Small canopy openings often alter understory microclimate, leading to changes in forest structure and composition. It is generally accepted that physical changes in the understory (i.e., microclimatic) due to canopy removal drive changes in basic forest processes, particularly seedling recruitment which is intrinsically linked to soil moisture availability, light and, to a lesser extent, temperature. We examined the impact of small canopy gaps of the type (snags) and size (∼300 m 2) most frequently observed in the southern Appalachians on the understory microclimate. We created artificial canopy gaps at two elevations (a.m.s.l.) by girdling trees in areas with and without a Rhododendron maximum L. (rosebay rhododendron) understory. Soil and air temperature (°C), photosynthetically active radiation (PAR; μmol m −2 s −1), and volumetric soil water content (%WC) in the upper 15 cm of soil were measured along transects generally running north to south through each gap.
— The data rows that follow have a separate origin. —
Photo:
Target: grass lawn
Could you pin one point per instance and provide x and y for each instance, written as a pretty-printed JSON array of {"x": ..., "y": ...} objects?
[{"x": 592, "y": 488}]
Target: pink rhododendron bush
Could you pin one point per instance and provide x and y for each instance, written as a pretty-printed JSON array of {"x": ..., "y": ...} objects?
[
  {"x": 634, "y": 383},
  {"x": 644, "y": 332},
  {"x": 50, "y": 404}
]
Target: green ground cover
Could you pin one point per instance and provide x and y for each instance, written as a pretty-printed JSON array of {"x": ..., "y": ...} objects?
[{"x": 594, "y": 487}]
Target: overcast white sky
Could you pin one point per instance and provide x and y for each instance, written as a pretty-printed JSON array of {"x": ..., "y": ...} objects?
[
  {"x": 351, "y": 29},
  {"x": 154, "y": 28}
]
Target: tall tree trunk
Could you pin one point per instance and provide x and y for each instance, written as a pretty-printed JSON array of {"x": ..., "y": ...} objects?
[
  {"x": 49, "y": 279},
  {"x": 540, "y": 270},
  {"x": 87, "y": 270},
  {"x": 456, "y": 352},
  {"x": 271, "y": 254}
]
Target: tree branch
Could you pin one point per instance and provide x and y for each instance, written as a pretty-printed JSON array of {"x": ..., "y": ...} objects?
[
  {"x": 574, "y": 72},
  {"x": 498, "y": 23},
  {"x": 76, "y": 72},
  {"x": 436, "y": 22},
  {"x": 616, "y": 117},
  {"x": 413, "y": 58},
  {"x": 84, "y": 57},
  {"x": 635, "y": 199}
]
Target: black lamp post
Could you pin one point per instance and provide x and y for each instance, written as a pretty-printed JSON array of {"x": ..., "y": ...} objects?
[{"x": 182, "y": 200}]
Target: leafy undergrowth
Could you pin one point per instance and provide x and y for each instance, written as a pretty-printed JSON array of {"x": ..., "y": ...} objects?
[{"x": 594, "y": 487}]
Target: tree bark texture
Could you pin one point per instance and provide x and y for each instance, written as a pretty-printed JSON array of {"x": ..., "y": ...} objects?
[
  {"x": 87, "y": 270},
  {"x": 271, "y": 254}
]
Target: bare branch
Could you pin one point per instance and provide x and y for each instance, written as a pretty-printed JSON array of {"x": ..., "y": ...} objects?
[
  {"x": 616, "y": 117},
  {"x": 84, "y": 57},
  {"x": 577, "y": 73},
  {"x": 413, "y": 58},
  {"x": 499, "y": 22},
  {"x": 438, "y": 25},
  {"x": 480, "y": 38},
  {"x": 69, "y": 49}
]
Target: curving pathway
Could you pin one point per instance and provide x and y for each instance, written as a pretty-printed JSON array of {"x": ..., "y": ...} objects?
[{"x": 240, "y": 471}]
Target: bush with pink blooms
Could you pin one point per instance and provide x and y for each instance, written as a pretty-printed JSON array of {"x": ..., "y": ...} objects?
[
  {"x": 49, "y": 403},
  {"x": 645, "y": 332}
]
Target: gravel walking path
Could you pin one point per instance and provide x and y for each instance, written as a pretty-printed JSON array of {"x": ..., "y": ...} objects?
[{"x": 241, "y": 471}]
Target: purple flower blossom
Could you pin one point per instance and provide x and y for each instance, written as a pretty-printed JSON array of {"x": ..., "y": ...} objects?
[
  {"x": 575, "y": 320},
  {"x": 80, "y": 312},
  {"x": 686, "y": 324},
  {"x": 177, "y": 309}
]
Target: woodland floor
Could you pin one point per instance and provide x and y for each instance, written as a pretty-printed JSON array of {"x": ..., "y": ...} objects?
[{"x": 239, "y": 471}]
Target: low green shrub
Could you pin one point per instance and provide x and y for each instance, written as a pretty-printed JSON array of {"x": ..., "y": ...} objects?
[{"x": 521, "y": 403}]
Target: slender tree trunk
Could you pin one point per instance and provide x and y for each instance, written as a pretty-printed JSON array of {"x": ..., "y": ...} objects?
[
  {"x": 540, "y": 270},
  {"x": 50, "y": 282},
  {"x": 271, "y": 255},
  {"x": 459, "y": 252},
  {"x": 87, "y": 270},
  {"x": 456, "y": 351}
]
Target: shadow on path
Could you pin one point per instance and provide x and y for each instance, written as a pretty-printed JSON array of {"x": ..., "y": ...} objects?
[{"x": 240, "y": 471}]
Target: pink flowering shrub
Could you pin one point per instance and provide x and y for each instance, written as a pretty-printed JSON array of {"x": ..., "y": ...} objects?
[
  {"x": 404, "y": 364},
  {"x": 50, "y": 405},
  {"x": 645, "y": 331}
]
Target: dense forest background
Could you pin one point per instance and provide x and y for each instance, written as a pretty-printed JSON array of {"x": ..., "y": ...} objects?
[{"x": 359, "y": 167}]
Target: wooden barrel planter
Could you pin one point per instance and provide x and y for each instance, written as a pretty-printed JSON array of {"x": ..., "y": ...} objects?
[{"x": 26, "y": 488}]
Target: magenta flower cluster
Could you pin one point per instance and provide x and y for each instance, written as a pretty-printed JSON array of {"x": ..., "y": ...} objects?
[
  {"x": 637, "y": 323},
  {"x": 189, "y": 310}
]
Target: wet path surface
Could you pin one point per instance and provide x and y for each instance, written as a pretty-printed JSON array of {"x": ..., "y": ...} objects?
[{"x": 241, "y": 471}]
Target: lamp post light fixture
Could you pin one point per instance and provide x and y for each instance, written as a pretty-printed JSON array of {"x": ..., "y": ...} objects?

Overall, PAR was substantially less in rhododendron gaps than in non-rhododendron gaps. We found a slight increase in PAR in non-rhododendron gaps during spring and summer compared to controls. Very little seasonal variation in PAR was observed in rhododendron gaps compared with non-rhododendron gaps. In general, %WC in rhododendron gaps was lower than in non-rhododendron gaps and less variable. We also found a gap response in incident PAR during the spring and summer seasons. There was no significant effect of gap creation on %WC, nor were there site (elevation) differences or effects due to the presence of rhododendron . Further, there was no significant gap effect on mean, maximum, or minimum soil and air temperature; however, there were significant effects from the presence of rhododendron and between sites for PAR and soil and air temperature during certain seasons of the year. Although there is some certainty about measurable responses in key microclimatic variables in rhododendron and non-rhododendron gaps found in this study, we could not be certain if responses represent a significant enough departure from values in undisturbed conditions to elicit a tree recruitment response. Our results indicate that for openings of the size examined here, topography and evergreen understory are the primary determinants of spatial and temporal heterogeneity in understory microclimate.